8th of 7, Nov 04 2019

       // locking knees on a leg press machine //   

       No! Never do this. If you want to see disturbing videos, search YouTube for this. A leg press machine can easily exceed the buckling strength of a human knee. So what happens is a fool loads up a lot of weight to show off, then pushes with his arms to help complete the lift, locking out his knees. The weight then bends his knees the wrong way, tearing ligaments, and then he has to have surgery to rebuild his knee. Very bad. Lifting a bar is much safer because the reflex if straining a knee is to go limp and drop the bar. If lifting a bar this reflex protects the knee.
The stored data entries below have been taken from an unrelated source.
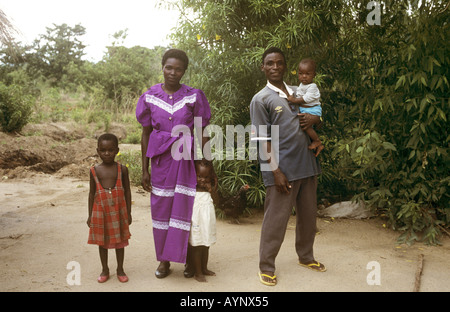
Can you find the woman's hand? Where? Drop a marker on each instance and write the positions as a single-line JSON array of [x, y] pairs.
[[146, 181]]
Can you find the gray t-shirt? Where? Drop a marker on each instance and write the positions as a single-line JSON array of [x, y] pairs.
[[268, 108]]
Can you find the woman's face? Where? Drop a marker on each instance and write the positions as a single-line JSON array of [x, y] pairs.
[[173, 71]]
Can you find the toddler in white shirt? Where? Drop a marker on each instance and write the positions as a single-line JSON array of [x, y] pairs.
[[308, 97]]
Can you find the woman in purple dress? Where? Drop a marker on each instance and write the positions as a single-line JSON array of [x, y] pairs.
[[163, 111]]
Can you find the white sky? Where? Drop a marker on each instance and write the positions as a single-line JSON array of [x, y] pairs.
[[148, 25]]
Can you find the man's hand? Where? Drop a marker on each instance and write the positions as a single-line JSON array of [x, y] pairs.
[[308, 120], [281, 182]]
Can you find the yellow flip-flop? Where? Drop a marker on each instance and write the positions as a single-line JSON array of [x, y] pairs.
[[315, 266], [272, 278]]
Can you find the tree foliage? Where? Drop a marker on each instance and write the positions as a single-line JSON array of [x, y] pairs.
[[384, 93]]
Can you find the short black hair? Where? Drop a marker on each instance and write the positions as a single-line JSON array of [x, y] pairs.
[[178, 54], [108, 137], [273, 50]]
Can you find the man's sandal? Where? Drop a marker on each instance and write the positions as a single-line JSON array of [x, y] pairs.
[[315, 266], [272, 282]]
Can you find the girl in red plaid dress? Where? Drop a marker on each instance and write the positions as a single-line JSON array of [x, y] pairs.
[[109, 206]]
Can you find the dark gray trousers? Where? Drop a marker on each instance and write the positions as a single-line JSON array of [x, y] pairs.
[[277, 210]]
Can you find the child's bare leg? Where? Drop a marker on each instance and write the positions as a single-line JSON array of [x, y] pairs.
[[120, 254], [315, 141], [205, 256], [197, 263], [104, 260]]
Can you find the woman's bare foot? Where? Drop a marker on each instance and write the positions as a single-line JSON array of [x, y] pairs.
[[209, 273], [200, 278]]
If using a leg press machine this reflex lets the knees hyperextend faster. Don't use leg press machines.   

       If you insist on this idea, consider simply adding 70% of the weigh-in weight of the "bodybuilder" to all of their lifts. Only 70% because legs are ~30% and the legs are not being lifted. For bench press, add 5% of the bodyweight to represent the arm weight lifted. Thus, by simply bench-pressing a 100lb bar (not a lot of weight) and then standing up, a 600-pound person could achieve equivalent lifts of 420lb squat, 420lb deadlift, and 160lb benchpress, enabling this person to join the 1000lb club.
sninctown, Nov 07 2019

       // If you want to see disturbing videos, search YouTube for this. //   

       <Makes note never, ever to search YouTube or any other source of video or still images for this />
8th of 7, Nov 07 2019

       Some sort of ratchet ought to solve the problem of knees folding back the wrong way, shirley?
MaxwellBuchanan, Nov 07 2019

       There isn't much room inside the human knee joint for that sort of thing. It will have to be pretty compact.   
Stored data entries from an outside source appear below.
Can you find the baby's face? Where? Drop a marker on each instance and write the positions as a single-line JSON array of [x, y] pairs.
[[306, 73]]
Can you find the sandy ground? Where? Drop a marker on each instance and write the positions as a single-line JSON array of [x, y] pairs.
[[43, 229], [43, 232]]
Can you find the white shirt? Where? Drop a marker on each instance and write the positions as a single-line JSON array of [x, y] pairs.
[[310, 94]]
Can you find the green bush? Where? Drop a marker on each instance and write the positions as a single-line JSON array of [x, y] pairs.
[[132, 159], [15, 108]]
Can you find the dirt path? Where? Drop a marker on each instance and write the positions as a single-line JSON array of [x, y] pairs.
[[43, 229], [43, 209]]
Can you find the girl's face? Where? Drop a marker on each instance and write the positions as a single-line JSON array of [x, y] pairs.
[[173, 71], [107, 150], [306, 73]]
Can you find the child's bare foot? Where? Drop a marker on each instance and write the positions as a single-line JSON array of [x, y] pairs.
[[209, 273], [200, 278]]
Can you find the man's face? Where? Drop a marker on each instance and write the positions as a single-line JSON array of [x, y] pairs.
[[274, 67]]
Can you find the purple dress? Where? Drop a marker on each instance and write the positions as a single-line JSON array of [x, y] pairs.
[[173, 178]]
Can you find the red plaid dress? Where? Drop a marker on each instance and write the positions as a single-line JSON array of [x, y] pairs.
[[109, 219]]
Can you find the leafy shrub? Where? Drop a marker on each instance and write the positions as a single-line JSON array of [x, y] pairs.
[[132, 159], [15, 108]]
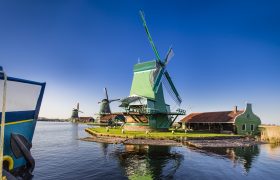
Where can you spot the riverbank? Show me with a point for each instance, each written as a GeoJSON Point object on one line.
{"type": "Point", "coordinates": [195, 139]}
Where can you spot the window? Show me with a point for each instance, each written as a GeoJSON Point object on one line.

       How will the ratchet be unlatched ? An external magnet, or a connection to the nervous system ?
8th of 7, Nov 07 2019

       //pretty compact.// //ratchet be unlatched//   

       Looks like a job for hydraulics. Latching not really necessary there. Borg would be the ones to ask I suspect.
bs0u0155, Nov 07 2019

       Ask the Klingons, they're the ones who are into all that muscular-strength warrior stuff.   

       We can look into the engineering, but we don't want our Cube getting filled with unwelcome amounts of testosterone and pointless grunting. Go buy s gym membership or something.